Art. 14. Após a notificação de recusa e concluídos os procedimentos perante o
INPI, será enviada à Secretaria Internacional declaração de concessão da proteção
posterior a uma notificação de recusa para comunicar:
I - a concessão da proteção após o envio de recusa com base nas hipóteses
previstas nos incisos I e II do §1° do art. 10;
II - a concessão da proteção após decisão em grau de recurso; ou
III - a reforma do indeferimento da designação em grau de recurso.
Art. 15. Após uma declaração de concessão da proteção ou de uma declaração
de concessão da proteção posterior a uma notificação de recusa, o INPI, ao proferir ou
tomar ciência de quaisquer decisões que afetem a proteção de um desenho industrial
objeto de uma designação do Brasil, comunicará o fato diretamente ao titular por meio de
publicação oficial do INPI.
§1º Na hipótese prevista no caput, será enviada uma comunicação à Secretaria
Internacional indicando a situação do desenho industrial.

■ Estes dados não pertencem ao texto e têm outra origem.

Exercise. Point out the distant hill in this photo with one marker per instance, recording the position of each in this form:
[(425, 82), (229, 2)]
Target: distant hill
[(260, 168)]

§2º Nas decisões de que trata o caput, incluem-se:
I - a extinção da designação pela ausência de renovação, nos termos do inciso
I do art. 119 da Lei n° 9.279, de 14 de maio de 1996;
II - a proposição de processo administrativo de nulidade dos efeitos do registro
internacional, nos termos dos arts. 112 a 117 da Lei n° 9.279, de 14 de maio de 1996;
e
III - a declaração judicial de nulidade dos efeitos do registro internacional, nos
termos do art. 112 da Lei n° 9.279, de 14 de maio de 1996;
Seção IV
Da vigência e renovação
Art. 16. O registro internacional que designe o Brasil será renovado a cada
cinco anos mediante pagamento na Secretaria Internacional com duração máxima da
proteção no Brasil de 25 (vinte e cinco) anos, contados a partir da data do depósito do
registro internacional, nos termos dos arts. 108 e 120 da Lei n° 9.279, de 14 de maio de
1996.
§1º A designação que não for renovada em relação ao Brasil junto à Secretaria
Internacional será extinta ao fim de sua vigência, assim como as designações pendentes de
exame.
§2º Registros de desenho industrial resultantes da divisão da designação, de
que trata o §1° do art. 12, serão renovados mediante pagamento diretamente no INPI, nos
termos dos arts. 108 e 120 da Lei n° 9.279, de 14 de maio de 1996.
Seção V
Das anotações
Subseção I
Do requerimento
Art. 17. As solicitações de anotações referentes a um registro internacional que
designam o Brasil
deverão ser enviadas pelo titular
diretamente à Secretaria
Internacional.
Subseção II
Dos efeitos das anotações
Art. 18. As seguintes anotações, quando realizadas no cadastro internacional
acerca de um registro internacional e aplicáveis ao Brasil como parte contratante
designada, produzirão os mesmos efeitos de uma anotação realizada diretamente junto ao
INPI:
I - alteração de nome e endereço do titular;
II - alteração de titularidade;
III - renúncia à designação; e
IV - cancelamento do registro internacional;
§1º A anotação prevista no inciso II produzirá efeitos no Brasil apenas se
acompanhada da documentação comprobatória.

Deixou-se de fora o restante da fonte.